Building a highly accurate neural machine translation requires a large amount of high-quality bilingual data. However, the construction of such bilingual data incurs significant costs, making it difficult for a single organization to construct such data.In addition, the collection of bilingual data created by different organizations is also hampered by copyright issues, making it difficult to consolidate.Therefore, rather than consolidating the bilingual data in one place for learning, models can be generated by learning the bilingual data under each data owner and then By using federal learning, in which the models are federally linked, we aim to build a decentralized neural machine translation system.

Presentation: 北川勘太朗, 張禹王, 村上陽平. マルチエージェント強化学習を用いたニューラル機械翻訳の連携, 情報処理通信学会総合大会, 2024

Presentation: Kantaro Kitagawa, Yohei Murakami. Federated Neural Machine Translation Using Multi-Agent Reinforcement Learning, in Proc. of The 22nd International Conference on Practical applications of Agents and Multi-Agent Systems (PAAMS 2024), pp. 148-158, 2024.

Neural Machine Translation Bias Analysis

With English having become a lingua franca, it is no longer a single, uniform language. Instead, different varieties of English exist depending on non-native speakers, and society has come to accept this diversity.

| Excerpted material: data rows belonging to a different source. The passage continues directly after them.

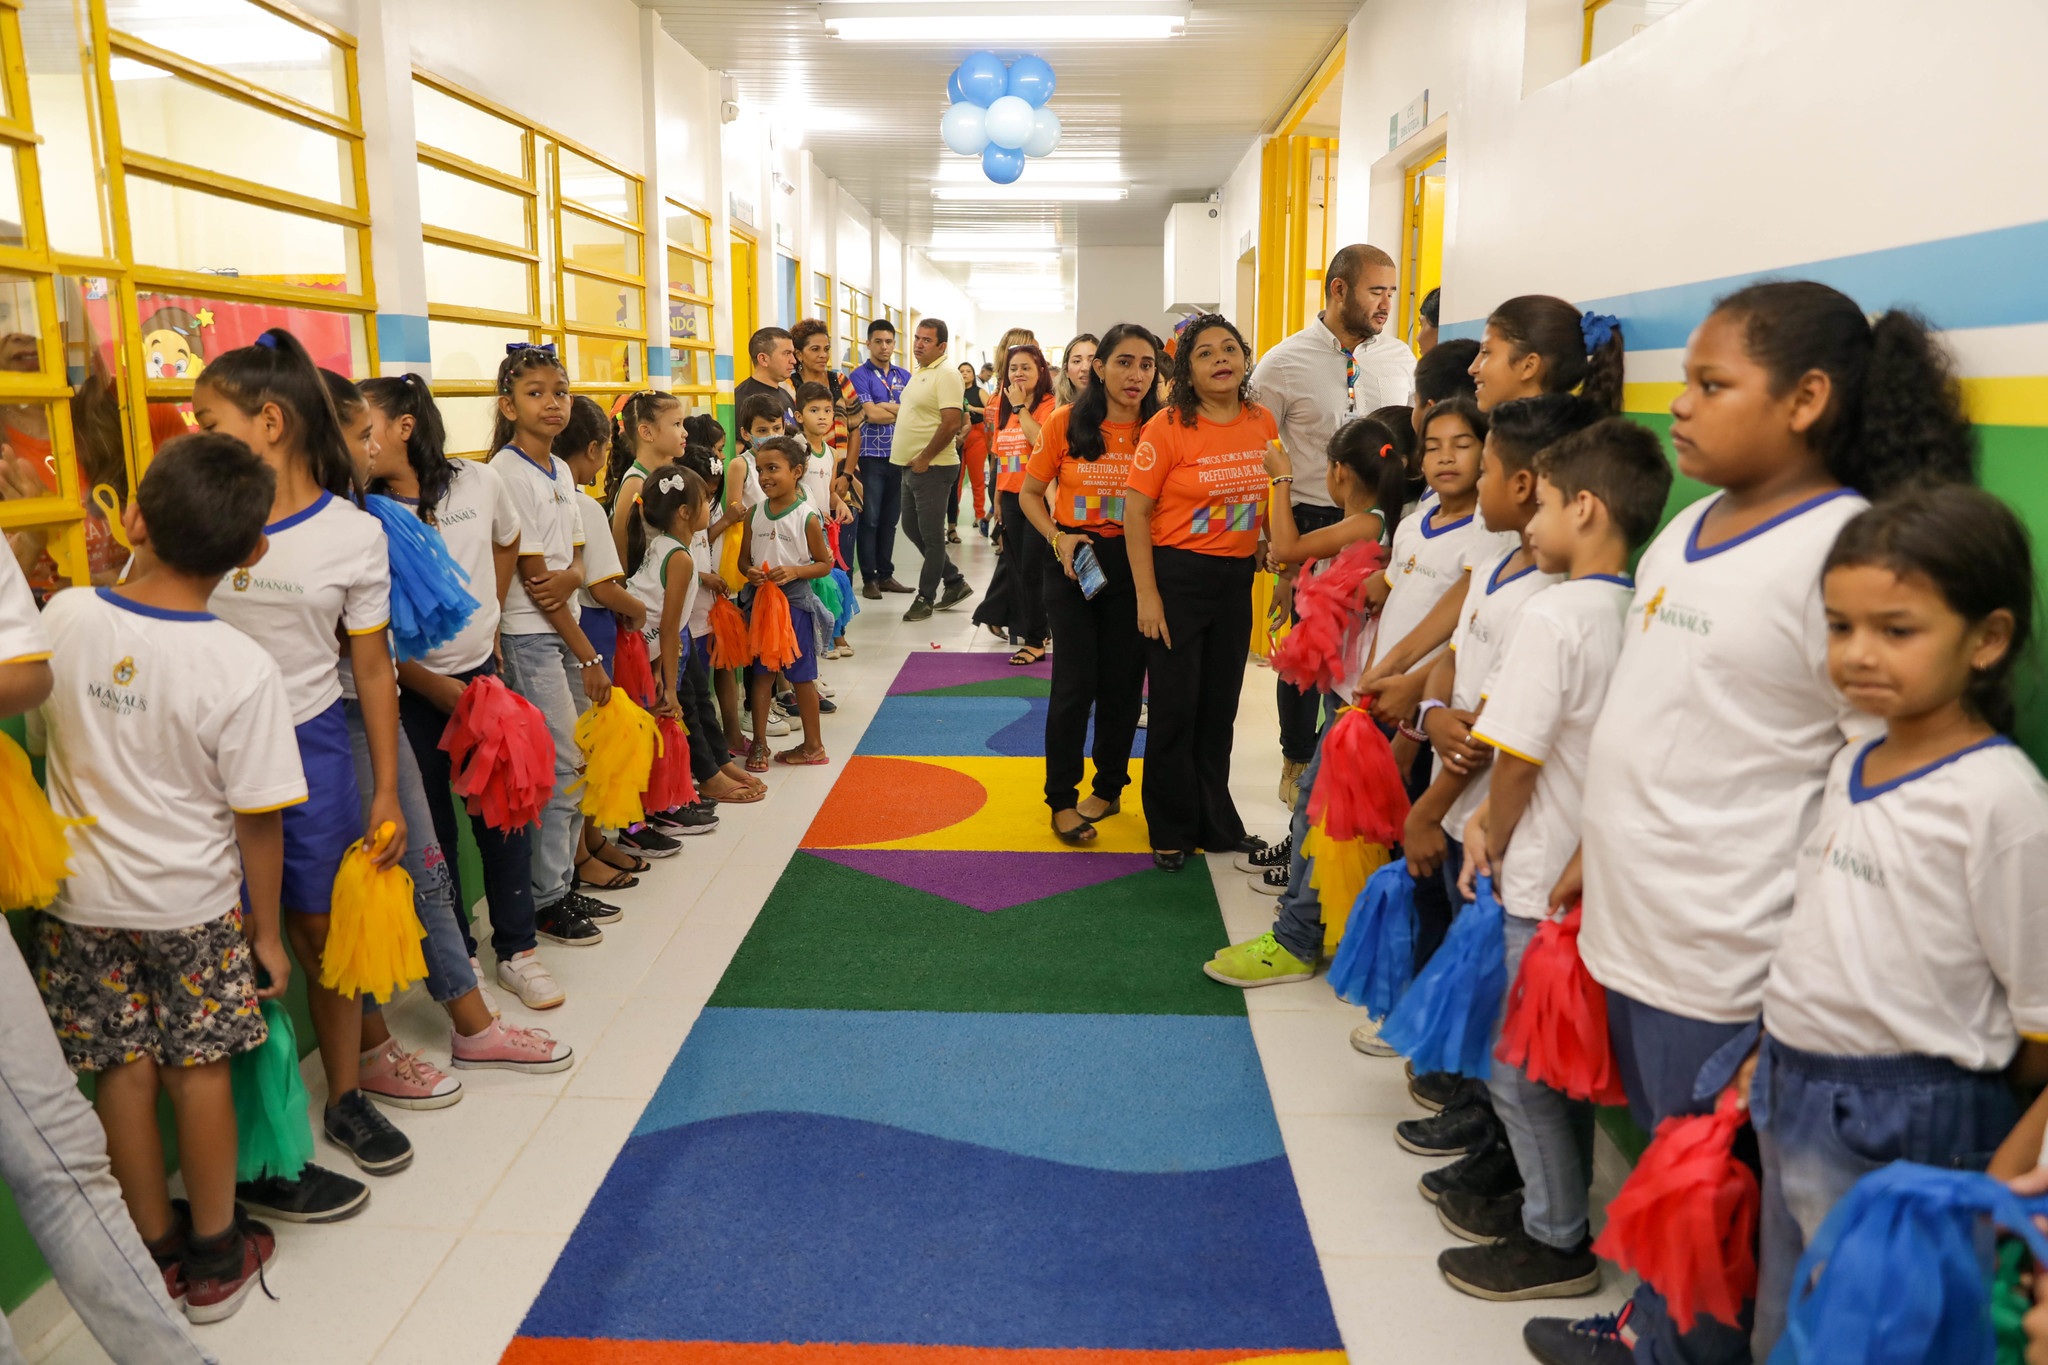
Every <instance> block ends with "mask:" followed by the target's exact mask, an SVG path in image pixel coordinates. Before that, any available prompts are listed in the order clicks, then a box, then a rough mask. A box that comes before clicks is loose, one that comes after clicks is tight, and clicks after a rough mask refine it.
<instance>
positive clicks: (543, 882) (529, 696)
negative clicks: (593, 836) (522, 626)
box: [500, 630, 584, 915]
mask: <svg viewBox="0 0 2048 1365" xmlns="http://www.w3.org/2000/svg"><path fill="white" fill-rule="evenodd" d="M500 643H502V645H504V651H506V681H508V684H510V686H512V690H514V692H518V694H520V696H522V698H526V700H528V702H532V704H535V706H537V708H539V710H541V714H543V716H547V733H549V735H551V737H553V739H555V794H553V796H549V798H547V806H545V808H543V810H541V829H539V833H537V835H535V837H532V862H530V882H532V909H535V915H539V913H543V911H547V909H553V907H557V905H561V900H563V896H567V894H569V878H571V876H573V874H575V847H578V843H580V841H582V837H584V812H582V808H578V800H575V794H573V792H569V784H573V782H575V776H578V772H582V761H580V759H582V751H580V749H578V747H575V716H578V714H582V710H584V671H582V669H580V667H578V665H575V655H571V653H569V647H567V645H565V643H563V639H561V636H559V634H555V632H553V630H547V632H543V634H506V636H502V641H500Z"/></svg>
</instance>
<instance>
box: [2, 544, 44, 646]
mask: <svg viewBox="0 0 2048 1365" xmlns="http://www.w3.org/2000/svg"><path fill="white" fill-rule="evenodd" d="M47 657H49V632H47V630H45V628H43V618H41V616H39V614H37V610H35V593H31V591H29V579H27V577H23V571H20V565H18V563H14V557H12V555H0V663H39V661H41V659H47Z"/></svg>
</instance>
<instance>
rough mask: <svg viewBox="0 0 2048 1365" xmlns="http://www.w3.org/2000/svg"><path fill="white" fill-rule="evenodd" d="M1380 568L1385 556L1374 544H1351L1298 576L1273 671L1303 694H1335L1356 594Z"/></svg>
mask: <svg viewBox="0 0 2048 1365" xmlns="http://www.w3.org/2000/svg"><path fill="white" fill-rule="evenodd" d="M1384 567H1386V551H1384V548H1382V546H1380V544H1378V542H1376V540H1354V542H1352V544H1348V546H1343V553H1339V555H1337V557H1335V559H1333V561H1329V567H1327V569H1323V571H1321V573H1309V571H1307V569H1305V571H1303V573H1298V575H1296V579H1294V628H1292V630H1288V634H1286V639H1284V641H1280V645H1278V649H1274V655H1272V665H1274V671H1276V673H1280V677H1284V679H1286V681H1290V684H1294V686H1296V688H1300V690H1305V692H1307V690H1311V688H1313V690H1319V692H1335V688H1337V684H1339V681H1343V675H1346V673H1350V667H1348V659H1346V649H1343V645H1346V636H1348V634H1350V628H1352V622H1354V620H1356V618H1358V616H1360V612H1358V608H1356V606H1354V604H1356V600H1358V589H1360V587H1362V585H1364V581H1366V579H1368V577H1372V575H1374V573H1378V571H1380V569H1384Z"/></svg>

On the other hand, neural machine translation (NMT) systems are trained on large-scale parallel corpora to learn a single model, and thus generate only one form of English in translation. If the training data is biased toward native English speaker usage, the current diversity of English may be lost, leading to a dominance of native-speaker English. As a result, English expressed from perspectives different from those of non-native speakers may be communicated instead. In this study, we refer to this phenomenon as machine translation bias. As the use of machine translation continues to expand, and machine-generated English spreads throughout society, this trend is expected to accelerate. Therefore, this research aims to investigate whether such a machine translation bias exists by conducting a comparative analysis between English written by non-native speakers and English generated by machine translation. If such a bias is found, we will also examine its specific characteristics.

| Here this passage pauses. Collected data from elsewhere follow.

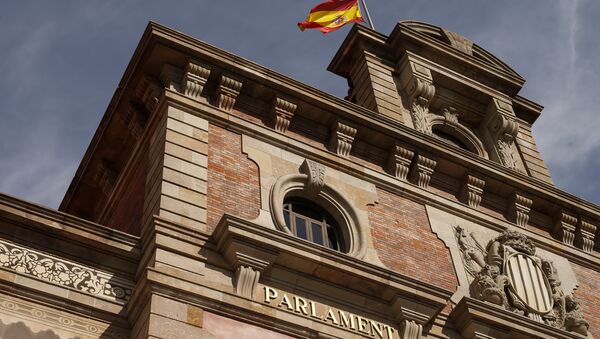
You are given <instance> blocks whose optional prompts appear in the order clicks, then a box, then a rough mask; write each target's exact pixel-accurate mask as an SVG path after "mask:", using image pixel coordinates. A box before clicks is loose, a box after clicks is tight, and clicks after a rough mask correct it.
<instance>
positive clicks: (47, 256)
mask: <svg viewBox="0 0 600 339" xmlns="http://www.w3.org/2000/svg"><path fill="white" fill-rule="evenodd" d="M0 266H1V267H5V268H8V269H11V270H13V271H15V272H17V273H21V274H25V275H29V276H33V277H35V278H38V279H41V280H44V281H47V282H50V283H53V284H58V285H63V286H66V287H70V288H74V289H76V290H79V291H81V292H84V293H89V294H93V295H96V296H98V297H102V298H109V299H113V300H114V299H121V300H124V301H126V300H129V297H130V296H131V291H132V289H131V287H130V286H128V284H126V283H124V282H122V283H119V282H117V281H116V280H117V279H115V278H114V277H113V276H111V275H110V274H107V273H103V272H98V271H96V270H94V269H90V268H86V267H83V266H80V265H77V264H74V263H70V262H68V261H65V260H60V259H58V258H54V257H51V256H48V255H45V254H43V253H39V252H37V251H32V250H30V249H27V248H25V247H21V246H18V245H14V244H10V243H8V242H4V241H0Z"/></svg>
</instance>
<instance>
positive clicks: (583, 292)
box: [571, 264, 600, 338]
mask: <svg viewBox="0 0 600 339" xmlns="http://www.w3.org/2000/svg"><path fill="white" fill-rule="evenodd" d="M571 266H572V267H573V271H574V272H575V276H576V277H577V281H578V282H579V287H578V288H577V289H576V290H575V293H573V296H574V297H575V300H577V301H578V302H579V304H580V306H581V310H582V311H583V314H584V315H585V320H587V322H588V323H589V324H590V332H591V333H592V334H593V335H594V337H596V338H599V337H600V293H599V292H600V273H598V272H594V271H592V270H590V269H587V268H583V267H581V266H579V265H576V264H571Z"/></svg>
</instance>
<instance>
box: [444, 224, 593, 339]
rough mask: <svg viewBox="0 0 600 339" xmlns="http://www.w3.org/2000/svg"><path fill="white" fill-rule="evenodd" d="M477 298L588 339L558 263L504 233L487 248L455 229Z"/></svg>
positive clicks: (522, 241)
mask: <svg viewBox="0 0 600 339" xmlns="http://www.w3.org/2000/svg"><path fill="white" fill-rule="evenodd" d="M454 235H455V237H456V243H457V245H458V248H459V250H460V254H461V259H462V262H463V264H464V267H465V271H466V272H467V275H468V276H469V281H470V286H469V288H470V294H471V296H472V297H474V298H477V299H480V300H483V301H486V302H489V303H491V304H495V305H497V306H499V307H503V308H505V309H506V310H509V311H511V312H514V313H517V314H520V315H522V316H526V317H528V318H530V319H533V320H535V321H538V322H541V323H545V324H547V325H550V326H553V327H556V328H560V329H563V330H566V331H570V332H575V333H578V334H581V335H584V336H587V331H588V328H589V324H588V323H587V321H586V320H585V319H584V316H583V313H582V311H581V310H580V308H579V304H578V303H577V301H575V299H574V298H573V296H572V295H567V294H566V293H564V291H563V288H562V287H561V281H560V278H559V275H558V272H557V269H556V267H555V265H554V264H553V262H552V261H551V260H548V259H544V258H542V257H540V256H538V255H536V248H535V245H534V244H533V242H532V241H531V240H530V239H529V238H527V237H526V236H525V235H523V234H521V233H519V232H516V231H505V232H503V233H501V234H500V235H498V236H497V237H495V238H493V239H491V240H490V241H489V242H488V243H487V244H486V245H485V246H483V245H482V244H481V243H480V242H479V241H478V240H477V239H476V238H475V237H474V236H473V234H472V233H471V232H469V231H467V230H466V229H464V228H462V227H461V226H455V227H454Z"/></svg>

A Post-Editing Model for Native English Using BART

In recent years, the demand for machine translation has grown rapidly; however, its output is often perceived as unnatural by native English speakers. To address this issue, a technique known as post-editing has attracted attention. Traditionally, post-editing has been performed manually, but this approach poses challenges such as reduced translation speed and increased cost. Therefore, this study aims to automate post-editing by developing a post-editing system using BART.

発表情報: 富田悠斗, 村上陽平. BARTを用いたネイティブ英語への事後編集モデル, 第87回情報処理学会全国大会, 2025.

Prompt Notation for Translation Agents

In sentences that contain polysemous or culturally dependent words, machine translation often fails to correctly interpret the context, leading to mistranslations. For example, the polysemous word “bank” can mean either “financial institution” or “riverbank,” and the appropriate translation depends on the context. To address this issue, translation agents—which interact with users during translation—have gained attention. However, prompts written in natural language tend to retain ambiguity, and as the dialogue continues, large language models (LLMs) may deviate from the original intent. Therefore, to achieve stable long-term control of LLMs, we employ a YAML-based structured prompt that explicitly defines states, events (conditions), and actions (behaviors). As a result, it becomes possible to detect ambiguity over extended interactions and provide accurate translations.

発表情報: 加奥咲江, 村上陽平, Mondheera Pituxcoosuvarn. 翻訳エージェントのためのプロンプト記法, 第87回情報処理学会全国大会, 2025.